WP stun favoured Sharks

2012-10-29 00:00

REVENGE, as Western Province coach Allister Coetzee will tell you, is best served cold and he had several helpings at King’s Park on a cool Saturday night.

Province — young, depleted and written off as potential winners — provided a remarkable show of courage and character to down the heavily-fancied Sharks 25-18 in Saturday’s Currie Cup final.

It brought some consolation after Coetzee’s Stormers lost in devastating fashion to the Sharks in the home semi-final of Super Rugby in August after his side had topped the log.

And the genial Coetzee, clearly smarting from past criticisms, said he was delighted to finally answer his detractors, the media in Cape Town and those who had dismissed his players as no-hopers, in such eloquent fashion.

“It was beautiful, man. I really loved being so much the underdogs. The only ones who believed we could win this final were the players.

“The Sharks are a formidable side, and we have a lot of respect for them, but we knew our desire would be much more than theirs in this final. At half time in the change-room the whole feeling was this final is ours.

“We had to go out in the second half and do the basics right and put their set piece under pressure in their own half and you saw what happened.”

Coetzee said he was tired of the press in Cape Town, for banging on about the many years (11 in all) since they last won a trophy and for criticising the Province and Stormers teams for their conservative game plan, their lack of tries and bonus points.

But Coetzee also remembered the 2010 Currie Cup final and what was said by Sharks’ captain Stefan Terblanche after his Springbok-loaded Province team were thumped 30-10.

“A team like ours, playing together, will always beat talented individuals,” an emotional Terblanche said that night.

That seemingly harmless observation stung Coetzee and has stayed with him since.

“It was so good to shove those words in the faces of those who said it,” Coetzee said on Saturday night.

Indeed, the roles were exactly reversed, with Province’s committed youngsters stunning a Sharks outfit crowded with in-form Springboks.

While every dog and his owner was convinced that the Sharks could not be beaten, coach John Plumtree had warned that Province were capable of taking the title, highlighting their threatening lineout and the individual brilliance of a number of their backs.

He was right on the money. This final was lost at the lineout, while it was Bok centre Juan de Jongh who split the Sharks defence, and the contest, with a blistering break for the only try of the final shortly before half time.

Plumtree was visibly shaken by the defeat.

“To make three finals in the two major competitions [in the Currie Cup, twice, and Super Rugby] in a year and lose is devastating.”

He said the failure of the Sharks’ lineout had been decisive.

“It just did not function. You can’t lose nine of your own lineouts and expect to win a final.”

But Plumtree also praised the quality of the Province defence.
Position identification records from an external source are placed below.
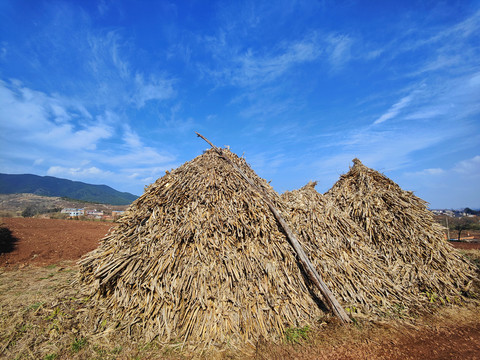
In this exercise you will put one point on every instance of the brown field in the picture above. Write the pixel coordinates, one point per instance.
(40, 312)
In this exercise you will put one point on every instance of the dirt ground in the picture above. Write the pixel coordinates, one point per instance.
(30, 275)
(31, 241)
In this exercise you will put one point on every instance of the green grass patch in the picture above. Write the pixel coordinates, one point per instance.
(78, 344)
(296, 335)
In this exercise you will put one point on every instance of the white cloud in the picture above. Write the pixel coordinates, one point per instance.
(394, 110)
(155, 88)
(470, 167)
(340, 46)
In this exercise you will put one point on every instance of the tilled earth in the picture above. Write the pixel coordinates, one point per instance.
(48, 241)
(29, 244)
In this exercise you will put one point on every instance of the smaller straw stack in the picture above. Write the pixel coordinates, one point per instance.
(402, 230)
(340, 252)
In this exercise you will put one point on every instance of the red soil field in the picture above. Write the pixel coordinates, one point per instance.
(49, 241)
(43, 242)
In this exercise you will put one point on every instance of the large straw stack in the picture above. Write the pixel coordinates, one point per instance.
(403, 231)
(339, 250)
(200, 259)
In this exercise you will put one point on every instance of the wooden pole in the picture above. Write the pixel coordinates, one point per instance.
(307, 265)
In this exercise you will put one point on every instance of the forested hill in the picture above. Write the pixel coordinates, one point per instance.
(52, 186)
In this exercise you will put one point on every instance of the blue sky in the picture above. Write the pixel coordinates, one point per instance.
(111, 92)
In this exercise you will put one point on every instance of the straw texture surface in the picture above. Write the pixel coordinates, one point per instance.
(200, 259)
(402, 229)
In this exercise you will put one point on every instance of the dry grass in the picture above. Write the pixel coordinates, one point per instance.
(42, 316)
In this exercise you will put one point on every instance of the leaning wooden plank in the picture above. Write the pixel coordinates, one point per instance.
(302, 257)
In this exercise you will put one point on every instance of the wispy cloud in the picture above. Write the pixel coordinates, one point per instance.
(50, 132)
(394, 110)
(339, 49)
(253, 68)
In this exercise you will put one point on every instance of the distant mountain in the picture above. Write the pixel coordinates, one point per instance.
(52, 186)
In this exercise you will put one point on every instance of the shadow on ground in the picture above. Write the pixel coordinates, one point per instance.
(7, 240)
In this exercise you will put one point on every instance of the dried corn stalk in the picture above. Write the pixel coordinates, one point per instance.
(400, 227)
(339, 250)
(200, 259)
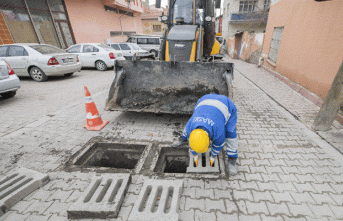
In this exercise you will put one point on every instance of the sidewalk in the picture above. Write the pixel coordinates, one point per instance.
(286, 171)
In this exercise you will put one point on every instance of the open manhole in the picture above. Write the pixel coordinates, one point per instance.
(101, 155)
(172, 160)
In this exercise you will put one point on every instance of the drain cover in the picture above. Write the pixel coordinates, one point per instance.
(203, 164)
(158, 200)
(18, 184)
(102, 199)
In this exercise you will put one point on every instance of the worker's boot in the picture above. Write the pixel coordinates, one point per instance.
(233, 169)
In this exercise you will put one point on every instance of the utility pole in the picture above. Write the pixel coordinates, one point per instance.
(333, 101)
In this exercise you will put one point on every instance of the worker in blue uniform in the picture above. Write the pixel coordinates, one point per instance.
(214, 118)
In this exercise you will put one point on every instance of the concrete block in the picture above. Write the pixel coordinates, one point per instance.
(158, 200)
(102, 199)
(200, 168)
(17, 184)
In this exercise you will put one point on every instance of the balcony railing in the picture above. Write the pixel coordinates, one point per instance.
(249, 17)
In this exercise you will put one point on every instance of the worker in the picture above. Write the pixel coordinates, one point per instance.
(214, 118)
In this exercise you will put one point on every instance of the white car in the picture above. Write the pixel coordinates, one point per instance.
(131, 49)
(9, 82)
(39, 60)
(96, 55)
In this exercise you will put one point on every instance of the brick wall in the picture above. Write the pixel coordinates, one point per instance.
(5, 36)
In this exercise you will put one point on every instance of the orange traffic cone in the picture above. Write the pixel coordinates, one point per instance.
(94, 121)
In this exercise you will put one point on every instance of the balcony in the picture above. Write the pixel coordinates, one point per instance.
(249, 17)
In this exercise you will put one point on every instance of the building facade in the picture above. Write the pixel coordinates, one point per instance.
(63, 23)
(244, 23)
(303, 42)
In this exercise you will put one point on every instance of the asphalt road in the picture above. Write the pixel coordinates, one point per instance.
(35, 100)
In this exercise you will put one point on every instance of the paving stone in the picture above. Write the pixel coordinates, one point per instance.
(203, 216)
(278, 209)
(282, 197)
(222, 194)
(321, 210)
(203, 193)
(103, 197)
(266, 186)
(187, 215)
(17, 184)
(257, 208)
(323, 198)
(214, 205)
(242, 195)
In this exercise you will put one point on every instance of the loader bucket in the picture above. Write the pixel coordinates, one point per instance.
(166, 86)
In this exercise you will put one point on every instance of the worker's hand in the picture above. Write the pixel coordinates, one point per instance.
(178, 142)
(196, 160)
(212, 161)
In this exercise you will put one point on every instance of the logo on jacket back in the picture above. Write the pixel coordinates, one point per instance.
(205, 120)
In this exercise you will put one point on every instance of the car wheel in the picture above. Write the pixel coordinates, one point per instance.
(8, 94)
(37, 74)
(101, 66)
(68, 75)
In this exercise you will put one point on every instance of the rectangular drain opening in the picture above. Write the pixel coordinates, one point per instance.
(172, 160)
(111, 155)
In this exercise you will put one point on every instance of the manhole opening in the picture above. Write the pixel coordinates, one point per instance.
(172, 160)
(111, 155)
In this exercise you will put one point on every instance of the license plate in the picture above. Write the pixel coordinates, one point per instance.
(67, 60)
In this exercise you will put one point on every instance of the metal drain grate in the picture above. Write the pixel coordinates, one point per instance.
(203, 164)
(18, 184)
(102, 199)
(158, 200)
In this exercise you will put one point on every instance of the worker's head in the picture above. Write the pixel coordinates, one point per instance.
(199, 140)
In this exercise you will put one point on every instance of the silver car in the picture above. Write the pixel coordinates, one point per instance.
(39, 60)
(9, 82)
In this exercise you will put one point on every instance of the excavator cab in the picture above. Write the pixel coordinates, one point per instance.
(185, 69)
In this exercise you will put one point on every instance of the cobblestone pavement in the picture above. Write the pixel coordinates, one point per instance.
(286, 171)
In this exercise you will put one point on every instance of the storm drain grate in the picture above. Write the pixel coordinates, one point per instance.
(102, 199)
(203, 164)
(18, 184)
(158, 200)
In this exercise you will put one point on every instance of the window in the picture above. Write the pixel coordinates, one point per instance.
(89, 48)
(46, 49)
(17, 51)
(247, 6)
(266, 4)
(75, 49)
(3, 51)
(125, 47)
(115, 46)
(142, 41)
(275, 44)
(156, 28)
(153, 41)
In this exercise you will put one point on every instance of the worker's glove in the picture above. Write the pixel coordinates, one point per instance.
(179, 142)
(212, 161)
(196, 160)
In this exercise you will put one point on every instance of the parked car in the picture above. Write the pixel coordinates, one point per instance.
(39, 60)
(151, 43)
(9, 82)
(96, 55)
(130, 49)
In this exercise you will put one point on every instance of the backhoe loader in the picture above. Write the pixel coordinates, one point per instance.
(188, 65)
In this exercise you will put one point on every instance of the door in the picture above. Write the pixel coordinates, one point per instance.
(89, 55)
(18, 59)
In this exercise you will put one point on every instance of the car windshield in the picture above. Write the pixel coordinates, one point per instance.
(135, 46)
(47, 49)
(106, 47)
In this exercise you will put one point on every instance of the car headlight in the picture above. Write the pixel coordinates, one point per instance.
(208, 18)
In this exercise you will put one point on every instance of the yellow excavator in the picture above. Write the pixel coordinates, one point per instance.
(188, 65)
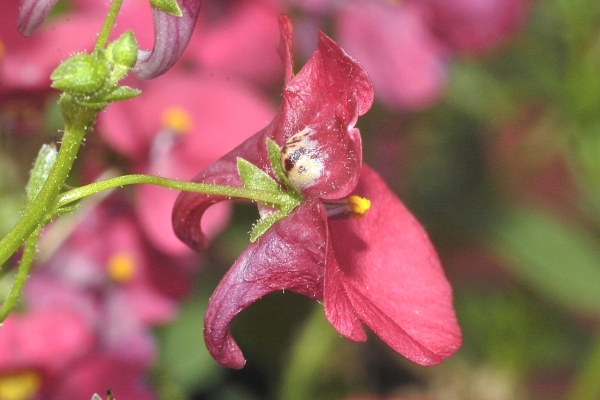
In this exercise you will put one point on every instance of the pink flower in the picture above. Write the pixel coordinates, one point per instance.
(216, 44)
(475, 26)
(380, 270)
(38, 345)
(405, 61)
(182, 121)
(171, 33)
(26, 63)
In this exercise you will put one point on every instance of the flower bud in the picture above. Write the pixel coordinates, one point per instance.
(81, 74)
(123, 51)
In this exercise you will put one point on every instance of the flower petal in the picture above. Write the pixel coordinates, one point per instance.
(289, 256)
(190, 207)
(327, 96)
(171, 36)
(393, 277)
(32, 13)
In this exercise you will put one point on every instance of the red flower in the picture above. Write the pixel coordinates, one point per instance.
(380, 270)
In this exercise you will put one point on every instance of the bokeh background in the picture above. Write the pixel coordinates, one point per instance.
(486, 124)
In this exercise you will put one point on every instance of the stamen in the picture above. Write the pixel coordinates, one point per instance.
(19, 386)
(177, 120)
(353, 206)
(358, 206)
(121, 267)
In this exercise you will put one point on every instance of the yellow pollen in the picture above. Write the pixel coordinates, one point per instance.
(358, 206)
(19, 386)
(121, 267)
(177, 120)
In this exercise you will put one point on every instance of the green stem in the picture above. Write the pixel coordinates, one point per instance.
(77, 121)
(228, 191)
(22, 274)
(109, 23)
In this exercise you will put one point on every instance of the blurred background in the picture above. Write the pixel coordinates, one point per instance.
(486, 124)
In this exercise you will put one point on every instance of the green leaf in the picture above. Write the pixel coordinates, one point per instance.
(121, 93)
(123, 51)
(263, 224)
(169, 6)
(274, 152)
(255, 178)
(82, 74)
(41, 169)
(561, 261)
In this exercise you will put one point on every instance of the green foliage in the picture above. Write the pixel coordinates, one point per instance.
(560, 260)
(169, 6)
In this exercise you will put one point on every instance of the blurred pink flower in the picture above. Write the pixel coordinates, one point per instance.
(100, 371)
(238, 40)
(171, 33)
(105, 258)
(181, 122)
(475, 26)
(37, 346)
(406, 63)
(380, 270)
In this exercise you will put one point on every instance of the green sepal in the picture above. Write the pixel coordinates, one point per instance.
(123, 51)
(122, 93)
(169, 6)
(82, 74)
(255, 178)
(263, 224)
(41, 169)
(274, 153)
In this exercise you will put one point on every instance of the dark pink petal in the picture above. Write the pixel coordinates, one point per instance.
(339, 311)
(289, 256)
(327, 96)
(32, 13)
(404, 59)
(171, 36)
(216, 44)
(393, 278)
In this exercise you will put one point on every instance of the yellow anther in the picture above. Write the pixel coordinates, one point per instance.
(358, 206)
(121, 267)
(20, 386)
(177, 120)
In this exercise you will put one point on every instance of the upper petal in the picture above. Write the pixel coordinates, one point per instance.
(326, 96)
(171, 36)
(393, 278)
(288, 256)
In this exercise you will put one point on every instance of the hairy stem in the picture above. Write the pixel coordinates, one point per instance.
(22, 274)
(76, 124)
(262, 196)
(109, 23)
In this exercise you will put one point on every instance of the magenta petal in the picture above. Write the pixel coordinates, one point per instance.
(32, 13)
(171, 36)
(289, 256)
(393, 277)
(339, 311)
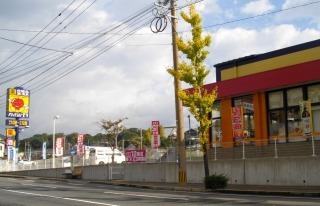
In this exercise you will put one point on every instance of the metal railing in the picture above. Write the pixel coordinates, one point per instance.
(241, 149)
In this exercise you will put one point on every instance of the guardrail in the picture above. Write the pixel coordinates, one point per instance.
(241, 149)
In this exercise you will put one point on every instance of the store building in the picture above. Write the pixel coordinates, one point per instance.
(273, 89)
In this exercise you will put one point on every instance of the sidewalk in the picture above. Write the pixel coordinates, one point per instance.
(308, 191)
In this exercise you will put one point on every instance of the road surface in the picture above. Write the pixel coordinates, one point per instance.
(36, 192)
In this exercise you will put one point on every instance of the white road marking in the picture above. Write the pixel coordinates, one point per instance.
(279, 202)
(39, 185)
(56, 197)
(149, 196)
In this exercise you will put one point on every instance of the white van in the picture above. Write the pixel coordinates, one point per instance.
(103, 155)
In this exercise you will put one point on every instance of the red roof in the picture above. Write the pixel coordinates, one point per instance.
(273, 79)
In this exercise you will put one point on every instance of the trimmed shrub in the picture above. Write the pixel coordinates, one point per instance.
(216, 181)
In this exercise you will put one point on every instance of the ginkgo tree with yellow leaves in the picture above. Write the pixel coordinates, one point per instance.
(193, 71)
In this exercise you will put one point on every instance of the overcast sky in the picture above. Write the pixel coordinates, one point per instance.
(120, 73)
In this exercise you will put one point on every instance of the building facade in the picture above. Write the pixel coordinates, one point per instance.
(277, 95)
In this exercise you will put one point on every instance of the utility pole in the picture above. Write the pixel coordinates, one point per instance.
(178, 102)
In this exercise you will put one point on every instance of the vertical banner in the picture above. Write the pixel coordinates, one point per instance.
(2, 146)
(155, 130)
(18, 103)
(59, 147)
(44, 150)
(237, 122)
(136, 155)
(80, 146)
(10, 154)
(306, 118)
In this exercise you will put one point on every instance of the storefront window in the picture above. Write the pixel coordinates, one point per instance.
(248, 114)
(277, 123)
(314, 97)
(294, 96)
(314, 93)
(216, 123)
(276, 100)
(295, 127)
(277, 118)
(285, 116)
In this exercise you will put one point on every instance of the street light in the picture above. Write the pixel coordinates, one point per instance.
(54, 140)
(140, 138)
(189, 136)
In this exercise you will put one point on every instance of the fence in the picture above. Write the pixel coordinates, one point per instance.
(242, 149)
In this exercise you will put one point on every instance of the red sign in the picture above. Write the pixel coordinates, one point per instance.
(80, 147)
(155, 130)
(59, 147)
(136, 155)
(10, 142)
(237, 122)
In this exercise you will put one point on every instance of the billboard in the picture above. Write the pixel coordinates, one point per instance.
(155, 132)
(306, 117)
(237, 122)
(136, 155)
(18, 103)
(80, 144)
(14, 122)
(10, 132)
(59, 147)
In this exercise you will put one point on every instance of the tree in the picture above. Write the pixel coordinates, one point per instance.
(192, 71)
(112, 129)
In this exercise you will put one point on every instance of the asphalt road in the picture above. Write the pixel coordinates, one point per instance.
(33, 191)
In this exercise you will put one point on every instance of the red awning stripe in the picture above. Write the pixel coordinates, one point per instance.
(286, 76)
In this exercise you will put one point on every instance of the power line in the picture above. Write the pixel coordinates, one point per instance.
(34, 46)
(265, 14)
(39, 32)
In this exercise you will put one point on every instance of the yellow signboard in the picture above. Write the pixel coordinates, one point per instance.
(10, 132)
(18, 103)
(14, 122)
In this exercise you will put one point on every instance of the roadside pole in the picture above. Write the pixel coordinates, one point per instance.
(178, 102)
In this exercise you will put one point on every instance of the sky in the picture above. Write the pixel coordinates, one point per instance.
(99, 59)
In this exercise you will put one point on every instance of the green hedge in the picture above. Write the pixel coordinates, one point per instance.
(216, 181)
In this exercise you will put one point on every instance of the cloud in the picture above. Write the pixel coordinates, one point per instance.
(309, 11)
(257, 7)
(235, 43)
(129, 80)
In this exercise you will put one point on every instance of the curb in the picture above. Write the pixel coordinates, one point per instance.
(227, 191)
“They obviously set out to slow down our ball at the breakdown and succeeded. What really irritated me was that we never had the opportunity to get our game going. We weren’t polished and, really, we just didn’t play,” he said.

Captain Keegan Daniel could not explain why the Sharks had failed so badly in the lineout.

“We worked hard on our lineouts during the week and I’m certainly not going to point fingers at any individual. All eight forwards have to work together to make the lineout work.”

Daniel said that they had expected Province to be tough, adding that they had won because they capitalised on their possession at key moments.

Plumtree said there was little consolation in the fact that the Sharks had enjoyed such success during the year.

“I’ve been coaching for a long time now and I’m a tough coach to please because I want to win all the time. This team has done very well this season, but we haven’t won any trophies. That’s tough to accept.”

This was a stunning upset, the biggest in recent Currie Cup history and one to rival Natal’s famous first title win over Naas Botha’s Northern Transvaal at Loftus in 1990.

The post-mortems in defeat could last for weeks; the celebrations in a relieved Cape Town will continue for months.